Tuesday, August 17, 2010

Family Friendly Insult?

Sometimes I fall into a situation where I don't actually need an insult, but I still feel like giving someone crap. Don't worry, that's just me being affectionate. ;)

So for those moments when you feel like being slightly random or perhaps are a tad bit confused by our surrounding generation.

My cure-all response for brothers,sisters, great-aunts, that weird co-worker,and the ice cream man who gave you the wrong change-- "You are strangely troublesome".

Sunday, August 15, 2010


Life seems to happen quite frequently, consequently people seems to write about life-- a lot. Of course, Shakespeare's no slouch, so he wrote about life. Ehem.
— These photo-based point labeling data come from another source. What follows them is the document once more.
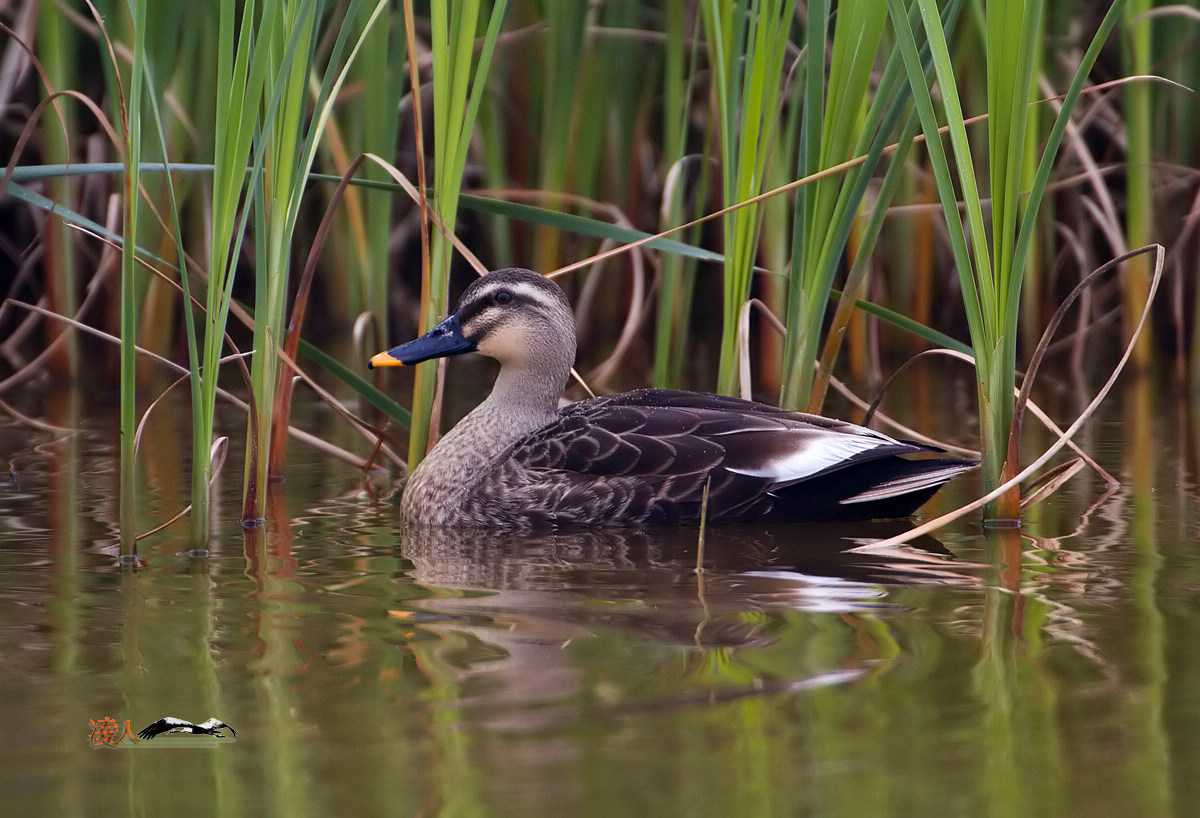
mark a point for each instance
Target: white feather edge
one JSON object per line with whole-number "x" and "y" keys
{"x": 816, "y": 455}
{"x": 907, "y": 485}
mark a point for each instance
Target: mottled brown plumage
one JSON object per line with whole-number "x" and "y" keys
{"x": 635, "y": 458}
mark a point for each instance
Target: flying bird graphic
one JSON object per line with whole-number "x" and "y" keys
{"x": 171, "y": 725}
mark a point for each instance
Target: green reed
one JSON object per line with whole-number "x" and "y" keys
{"x": 991, "y": 259}
{"x": 460, "y": 80}
{"x": 832, "y": 131}
{"x": 678, "y": 272}
{"x": 1139, "y": 121}
{"x": 747, "y": 43}
{"x": 131, "y": 122}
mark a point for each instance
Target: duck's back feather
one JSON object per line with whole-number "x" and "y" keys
{"x": 643, "y": 457}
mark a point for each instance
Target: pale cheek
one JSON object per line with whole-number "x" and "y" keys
{"x": 505, "y": 344}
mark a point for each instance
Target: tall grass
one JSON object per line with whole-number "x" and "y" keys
{"x": 131, "y": 125}
{"x": 459, "y": 84}
{"x": 991, "y": 262}
{"x": 791, "y": 95}
{"x": 747, "y": 42}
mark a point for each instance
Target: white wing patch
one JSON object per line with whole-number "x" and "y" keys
{"x": 909, "y": 485}
{"x": 813, "y": 456}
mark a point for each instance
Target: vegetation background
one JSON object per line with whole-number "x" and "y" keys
{"x": 959, "y": 169}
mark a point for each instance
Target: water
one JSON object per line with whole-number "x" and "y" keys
{"x": 367, "y": 671}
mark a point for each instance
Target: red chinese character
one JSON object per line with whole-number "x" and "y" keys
{"x": 102, "y": 732}
{"x": 106, "y": 731}
{"x": 129, "y": 734}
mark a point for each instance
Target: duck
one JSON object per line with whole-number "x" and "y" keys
{"x": 639, "y": 458}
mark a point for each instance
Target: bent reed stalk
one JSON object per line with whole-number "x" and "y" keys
{"x": 275, "y": 84}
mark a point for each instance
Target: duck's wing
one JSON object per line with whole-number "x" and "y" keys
{"x": 653, "y": 450}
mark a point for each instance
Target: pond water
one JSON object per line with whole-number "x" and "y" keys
{"x": 370, "y": 671}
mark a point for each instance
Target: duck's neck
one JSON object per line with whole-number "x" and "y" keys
{"x": 525, "y": 398}
{"x": 521, "y": 402}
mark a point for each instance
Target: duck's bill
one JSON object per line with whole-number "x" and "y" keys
{"x": 443, "y": 340}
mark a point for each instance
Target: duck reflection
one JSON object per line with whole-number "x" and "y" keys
{"x": 521, "y": 619}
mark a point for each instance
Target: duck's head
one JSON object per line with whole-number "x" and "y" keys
{"x": 519, "y": 317}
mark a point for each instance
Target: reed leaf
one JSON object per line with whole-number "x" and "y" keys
{"x": 459, "y": 83}
{"x": 747, "y": 42}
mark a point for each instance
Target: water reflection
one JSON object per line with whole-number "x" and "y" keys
{"x": 517, "y": 614}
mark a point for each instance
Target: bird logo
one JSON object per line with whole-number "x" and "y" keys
{"x": 171, "y": 725}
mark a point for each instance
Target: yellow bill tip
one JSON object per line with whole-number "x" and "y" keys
{"x": 384, "y": 359}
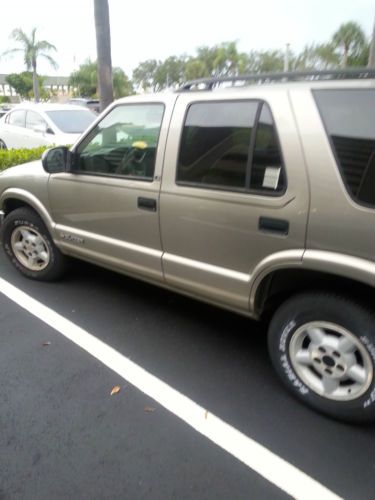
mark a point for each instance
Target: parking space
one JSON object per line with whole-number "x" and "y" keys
{"x": 65, "y": 436}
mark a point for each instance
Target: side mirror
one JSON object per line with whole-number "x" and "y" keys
{"x": 40, "y": 129}
{"x": 56, "y": 160}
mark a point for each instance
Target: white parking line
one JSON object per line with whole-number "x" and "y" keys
{"x": 276, "y": 470}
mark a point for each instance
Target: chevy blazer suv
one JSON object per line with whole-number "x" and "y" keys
{"x": 256, "y": 198}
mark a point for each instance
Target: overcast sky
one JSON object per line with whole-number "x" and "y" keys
{"x": 156, "y": 29}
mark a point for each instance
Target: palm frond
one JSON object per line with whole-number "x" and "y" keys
{"x": 20, "y": 36}
{"x": 44, "y": 45}
{"x": 52, "y": 62}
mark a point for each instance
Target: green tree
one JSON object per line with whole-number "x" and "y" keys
{"x": 84, "y": 80}
{"x": 194, "y": 68}
{"x": 122, "y": 86}
{"x": 32, "y": 50}
{"x": 22, "y": 83}
{"x": 170, "y": 73}
{"x": 351, "y": 42}
{"x": 144, "y": 74}
{"x": 103, "y": 48}
{"x": 316, "y": 57}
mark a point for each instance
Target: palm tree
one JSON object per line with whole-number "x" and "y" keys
{"x": 103, "y": 47}
{"x": 351, "y": 38}
{"x": 32, "y": 49}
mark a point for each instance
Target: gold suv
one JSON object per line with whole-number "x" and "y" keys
{"x": 259, "y": 198}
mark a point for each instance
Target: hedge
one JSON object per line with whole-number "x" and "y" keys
{"x": 11, "y": 157}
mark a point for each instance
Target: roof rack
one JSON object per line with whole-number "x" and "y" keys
{"x": 289, "y": 76}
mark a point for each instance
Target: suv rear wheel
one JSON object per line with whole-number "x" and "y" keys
{"x": 29, "y": 246}
{"x": 323, "y": 348}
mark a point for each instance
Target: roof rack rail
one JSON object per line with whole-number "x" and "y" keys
{"x": 289, "y": 76}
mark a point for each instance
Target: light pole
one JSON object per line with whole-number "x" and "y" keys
{"x": 286, "y": 58}
{"x": 371, "y": 57}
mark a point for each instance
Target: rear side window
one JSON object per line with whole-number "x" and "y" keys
{"x": 349, "y": 118}
{"x": 17, "y": 118}
{"x": 230, "y": 145}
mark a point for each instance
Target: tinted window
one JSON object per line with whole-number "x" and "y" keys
{"x": 72, "y": 121}
{"x": 349, "y": 118}
{"x": 215, "y": 144}
{"x": 266, "y": 170}
{"x": 17, "y": 118}
{"x": 229, "y": 145}
{"x": 124, "y": 142}
{"x": 34, "y": 119}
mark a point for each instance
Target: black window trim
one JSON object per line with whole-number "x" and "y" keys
{"x": 72, "y": 170}
{"x": 352, "y": 196}
{"x": 24, "y": 110}
{"x": 245, "y": 190}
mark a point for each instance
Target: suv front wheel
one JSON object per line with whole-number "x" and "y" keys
{"x": 29, "y": 246}
{"x": 323, "y": 348}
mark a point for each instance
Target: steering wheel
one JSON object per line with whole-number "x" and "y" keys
{"x": 132, "y": 162}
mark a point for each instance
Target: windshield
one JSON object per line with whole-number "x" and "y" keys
{"x": 72, "y": 121}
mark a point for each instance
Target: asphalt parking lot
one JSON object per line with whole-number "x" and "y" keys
{"x": 64, "y": 436}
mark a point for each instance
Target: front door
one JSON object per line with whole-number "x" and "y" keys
{"x": 106, "y": 208}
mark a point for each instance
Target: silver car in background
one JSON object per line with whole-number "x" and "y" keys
{"x": 30, "y": 125}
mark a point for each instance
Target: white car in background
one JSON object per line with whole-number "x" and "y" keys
{"x": 30, "y": 125}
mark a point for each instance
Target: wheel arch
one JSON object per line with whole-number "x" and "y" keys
{"x": 14, "y": 198}
{"x": 278, "y": 285}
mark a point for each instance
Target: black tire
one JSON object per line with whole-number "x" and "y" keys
{"x": 323, "y": 349}
{"x": 29, "y": 246}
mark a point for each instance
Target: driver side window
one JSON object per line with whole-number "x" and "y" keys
{"x": 123, "y": 144}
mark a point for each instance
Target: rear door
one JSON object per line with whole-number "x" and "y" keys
{"x": 234, "y": 192}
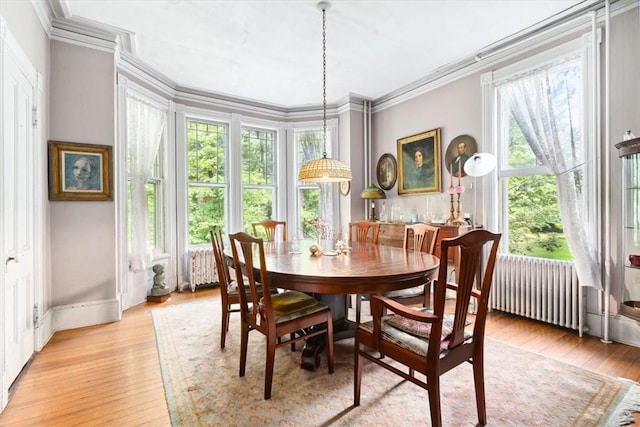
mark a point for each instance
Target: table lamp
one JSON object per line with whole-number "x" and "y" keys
{"x": 371, "y": 193}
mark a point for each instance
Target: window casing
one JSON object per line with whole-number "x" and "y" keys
{"x": 526, "y": 195}
{"x": 207, "y": 178}
{"x": 259, "y": 175}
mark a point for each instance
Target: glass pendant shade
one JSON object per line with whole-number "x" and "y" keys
{"x": 324, "y": 170}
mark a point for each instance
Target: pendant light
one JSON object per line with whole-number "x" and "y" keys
{"x": 324, "y": 169}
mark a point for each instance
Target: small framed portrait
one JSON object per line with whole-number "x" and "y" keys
{"x": 387, "y": 171}
{"x": 458, "y": 152}
{"x": 419, "y": 163}
{"x": 79, "y": 171}
{"x": 345, "y": 187}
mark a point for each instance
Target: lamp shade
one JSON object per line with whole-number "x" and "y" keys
{"x": 480, "y": 164}
{"x": 372, "y": 192}
{"x": 324, "y": 170}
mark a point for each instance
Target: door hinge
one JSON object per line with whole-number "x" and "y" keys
{"x": 36, "y": 319}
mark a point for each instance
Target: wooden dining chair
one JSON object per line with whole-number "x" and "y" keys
{"x": 432, "y": 342}
{"x": 270, "y": 229}
{"x": 415, "y": 236}
{"x": 363, "y": 232}
{"x": 275, "y": 316}
{"x": 229, "y": 296}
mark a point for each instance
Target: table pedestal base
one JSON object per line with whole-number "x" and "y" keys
{"x": 342, "y": 329}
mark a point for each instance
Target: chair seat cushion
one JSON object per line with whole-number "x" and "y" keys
{"x": 408, "y": 292}
{"x": 413, "y": 337}
{"x": 290, "y": 301}
{"x": 291, "y": 305}
{"x": 419, "y": 329}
Basically death is part of life; death occurs in his tragedies...profound, right?
Well, there are several famous speeches in the tragedies that I'm thinking I'll use.

Macbeth says in his Tomorrow, and tomorrow, and tomorrow speech that "life is but a walking shadow" I know that's pretty morbid. BUT!!! I'll make it fun.

(insert insult-able person/animal/object here) "[Your] life is but a walking shadow!"

Y'all have fun throwing your melodramatic fits!

Friday, July 2, 2010


Sarcasm is my dream. I dream of a world where people love, use, and even understand it! :)

Sometimes, my sarcasm is loved and understood, but I've noticed a lack of understanding among my peers-- this is sad, some things a just meant to be cherished and beloved. Sarcasm is great for any occasion: it's just bloody brilliant!

So, without further ado, I give you some snarky Shakespeare sarcasm.

"[You]considerate stone!"

Tuesday, June 29, 2010

Oh, no! Bad clothes.

There are times in my life when I question humanity. How on earth did we get to this state?! What have we done to our woman? My family has always taught me that my sisters and I are better than that; that all ladies are better than objects, and as such should dress themselves accordingly.

Today, I made a trip to the airport, where I was shocked and horrified by the appearance of one of the women there. Her dress was far less than what anyone who respected themselves would have worn. It was sad.

This particular woman exuded a short of 'I don't care what you think of my clothing' attitude. That would have been fine, if she wasn't scantily clad.

If I could describe that kind of lady's impression on me I might have used Shakespeare's words and said "Thou'rt poison to my blood!"

Sunday, June 27, 2010

Part two of mythical bad guys.

At one point in time I promised to post something on zombies.
However, I have grown fond of zombies since reading Pride&Prejudice and Zombies.

Don't get me wrong, I don't want to have any over for dinner or anything...just not sure if it is a good plan to go around writing insults fashioned particularly for zombies.

Ehem. So, here we have something that you can use against zombies, but zombies could use it too!
Further more, anyone else could use it.
It's the insult that connects reality and myth! Wow, and some people don't like Shakespeare.

"O, there has been much throwing about of brains."

Use it how you will. But it's not my fault if you attract or anger zombies in anyway! I am NOT culpable.

Saturday, June 26, 2010

I shall always mock thee!

There are always those guys who are just convinced that they are the BEST thing since sliced bread. These same fellows frequently think it is incumbent upon them to show off in every possible way.

Sometimes, the gents in question are good at many things, and their showing off of skills is quite pleasing the the eye. However, most guys just seem to view themselves as far more amazing than they actually are. The ones who think they're great, but are really nothing to write home about are the most entertaining. =D

Thankfully, these male pieces hopeful nothings happen to be really fun to watch!

We ladies can have great fun sitting on the sidelines of competition-- all the comment we need make is: "Observe him, for the love of mockery."

Friday, June 25, 2010

DUNG!! =)

Having pigs definitely has its upsides-- for instance, I can use the dung to my advantage against all foes!!

Sadly, I don't have serfs or anything to order around in the disposal of mine enemy.

It's a nice story though! I can just picture it--

The place: my illustrious...uhhh, pig plantation?

The time: whenever there were serfs. ;)

The event: the destruction of all those who attempt to defy my glorious and honorable self.

Weapons of choice: PIG DUNG & Shakespeare's grand'n'glorious words of insulting tendencies.

Great potentate:" Throw this slave upon the dunghill!"


Oh, the dreams of a teen who loves insults.